Clone-Level CNV GT For Subclone Tasks
subclone_detection_in_slice can also compare predicted clone CNV profiles against GT clone CNV profiles.
Current loader expectation: a directory containing files named:
<clone_id>_GT_Profile.txt
Each profile file should contain genomic bins and a CNV score column such as CN_Score or CN_Score_Continuous.
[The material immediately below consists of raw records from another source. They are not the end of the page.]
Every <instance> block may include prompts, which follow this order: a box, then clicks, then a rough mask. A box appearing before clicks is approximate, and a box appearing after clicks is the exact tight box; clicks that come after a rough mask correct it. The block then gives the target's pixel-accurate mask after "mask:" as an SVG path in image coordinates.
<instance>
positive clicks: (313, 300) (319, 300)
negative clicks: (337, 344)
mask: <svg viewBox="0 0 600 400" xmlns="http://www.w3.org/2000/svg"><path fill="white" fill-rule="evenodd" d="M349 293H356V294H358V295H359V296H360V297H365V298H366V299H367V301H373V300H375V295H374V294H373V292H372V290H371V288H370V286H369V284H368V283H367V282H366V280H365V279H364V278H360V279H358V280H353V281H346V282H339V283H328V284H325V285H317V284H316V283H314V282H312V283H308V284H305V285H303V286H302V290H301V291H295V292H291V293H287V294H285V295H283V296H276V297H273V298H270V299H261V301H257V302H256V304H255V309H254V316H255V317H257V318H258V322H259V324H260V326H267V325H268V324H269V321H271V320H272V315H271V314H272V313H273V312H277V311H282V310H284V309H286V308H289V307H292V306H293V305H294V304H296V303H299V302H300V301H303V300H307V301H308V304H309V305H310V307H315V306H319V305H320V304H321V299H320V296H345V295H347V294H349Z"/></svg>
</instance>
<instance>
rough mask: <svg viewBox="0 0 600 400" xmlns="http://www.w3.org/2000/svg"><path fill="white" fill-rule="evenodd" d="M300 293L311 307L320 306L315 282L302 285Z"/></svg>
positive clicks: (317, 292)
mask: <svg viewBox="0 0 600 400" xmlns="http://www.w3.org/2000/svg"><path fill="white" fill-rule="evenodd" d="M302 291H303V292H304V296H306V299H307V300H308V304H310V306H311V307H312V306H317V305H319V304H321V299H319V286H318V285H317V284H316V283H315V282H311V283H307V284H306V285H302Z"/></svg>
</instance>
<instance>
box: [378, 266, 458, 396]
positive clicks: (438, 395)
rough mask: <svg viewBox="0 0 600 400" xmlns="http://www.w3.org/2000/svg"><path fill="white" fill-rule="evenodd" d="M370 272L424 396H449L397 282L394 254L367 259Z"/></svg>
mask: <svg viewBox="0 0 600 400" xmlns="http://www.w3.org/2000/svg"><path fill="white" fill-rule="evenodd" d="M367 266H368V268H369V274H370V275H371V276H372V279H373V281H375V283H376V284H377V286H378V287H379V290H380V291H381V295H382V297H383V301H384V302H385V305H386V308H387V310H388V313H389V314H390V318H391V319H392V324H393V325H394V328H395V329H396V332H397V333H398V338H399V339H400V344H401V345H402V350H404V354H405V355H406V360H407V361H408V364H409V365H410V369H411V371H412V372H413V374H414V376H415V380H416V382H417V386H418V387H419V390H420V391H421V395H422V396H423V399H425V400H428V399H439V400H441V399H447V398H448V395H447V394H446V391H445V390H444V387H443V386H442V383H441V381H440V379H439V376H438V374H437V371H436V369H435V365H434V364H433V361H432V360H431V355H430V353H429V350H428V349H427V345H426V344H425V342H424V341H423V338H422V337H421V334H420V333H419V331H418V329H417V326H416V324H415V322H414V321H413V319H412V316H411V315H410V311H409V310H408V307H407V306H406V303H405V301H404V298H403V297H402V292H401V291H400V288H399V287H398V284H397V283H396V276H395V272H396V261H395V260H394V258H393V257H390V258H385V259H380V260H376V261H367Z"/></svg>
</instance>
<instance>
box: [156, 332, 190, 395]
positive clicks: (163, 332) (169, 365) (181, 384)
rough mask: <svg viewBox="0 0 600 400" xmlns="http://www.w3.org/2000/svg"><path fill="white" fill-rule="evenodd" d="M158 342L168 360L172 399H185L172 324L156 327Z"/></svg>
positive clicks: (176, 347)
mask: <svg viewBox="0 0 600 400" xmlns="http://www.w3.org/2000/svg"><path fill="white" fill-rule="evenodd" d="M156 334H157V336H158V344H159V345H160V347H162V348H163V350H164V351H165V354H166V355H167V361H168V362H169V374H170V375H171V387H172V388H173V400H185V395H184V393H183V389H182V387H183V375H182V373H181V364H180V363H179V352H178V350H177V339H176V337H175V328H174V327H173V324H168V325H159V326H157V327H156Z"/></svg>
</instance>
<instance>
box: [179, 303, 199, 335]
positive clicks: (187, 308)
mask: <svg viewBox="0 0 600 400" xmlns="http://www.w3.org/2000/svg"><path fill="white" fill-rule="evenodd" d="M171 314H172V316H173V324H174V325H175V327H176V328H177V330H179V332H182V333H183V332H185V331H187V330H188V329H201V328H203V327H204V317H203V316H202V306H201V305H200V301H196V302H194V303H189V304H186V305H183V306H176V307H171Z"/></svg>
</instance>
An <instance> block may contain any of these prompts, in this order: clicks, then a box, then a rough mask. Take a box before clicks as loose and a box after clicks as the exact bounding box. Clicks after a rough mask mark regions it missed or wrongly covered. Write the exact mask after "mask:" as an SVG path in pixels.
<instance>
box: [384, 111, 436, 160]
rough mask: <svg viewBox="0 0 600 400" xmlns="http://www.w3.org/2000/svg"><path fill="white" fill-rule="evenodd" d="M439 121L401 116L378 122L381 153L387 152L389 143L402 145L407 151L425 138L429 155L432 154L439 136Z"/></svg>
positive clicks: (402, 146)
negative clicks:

This is separate from the FACETS/VCF-like file used by cnv_profile. If a dataset needs both sample-level cnv_profile GT and clone-level subclone CNV GT, keep the paths clear in the dataset config used for that run.
raw.beads_mapping
Only needed for Slide-DNA-seq style subclone evaluation when model predictions are made on pseudo-barcodes and must be mapped back to original bead barcodes.
Expected columns:
pseudo_barcode,original_barcode
Spatial Inputs
Evaluation uses standardized spatial files from prep:
<output.root>/spatial/tissue_positions.csv
<output.root>/spatial/scalefactors_json.json
<output.root>/spatial/tissue_hires_image.png # optional
Spatial coherence mode is selected from platform:
platform |
Spatial mode |
|---|---|
ST |
KNN-based spatial coherence. |
| other values | Visium-style distance-based spatial coherence. |
Output Layout
Evaluation outputs are written under:
<eval_dir>/<dataset_id>/
Common task directories include:
computational_efficiency/
cnv_resolution/
tumor_normal/
cnv_profile/
subclone_detection/
GT/
Task outputs include formatted intermediate tables, metrics summaries, and plots. Missing required GT or missing model result directories are reported explicitly rather than silently substituted.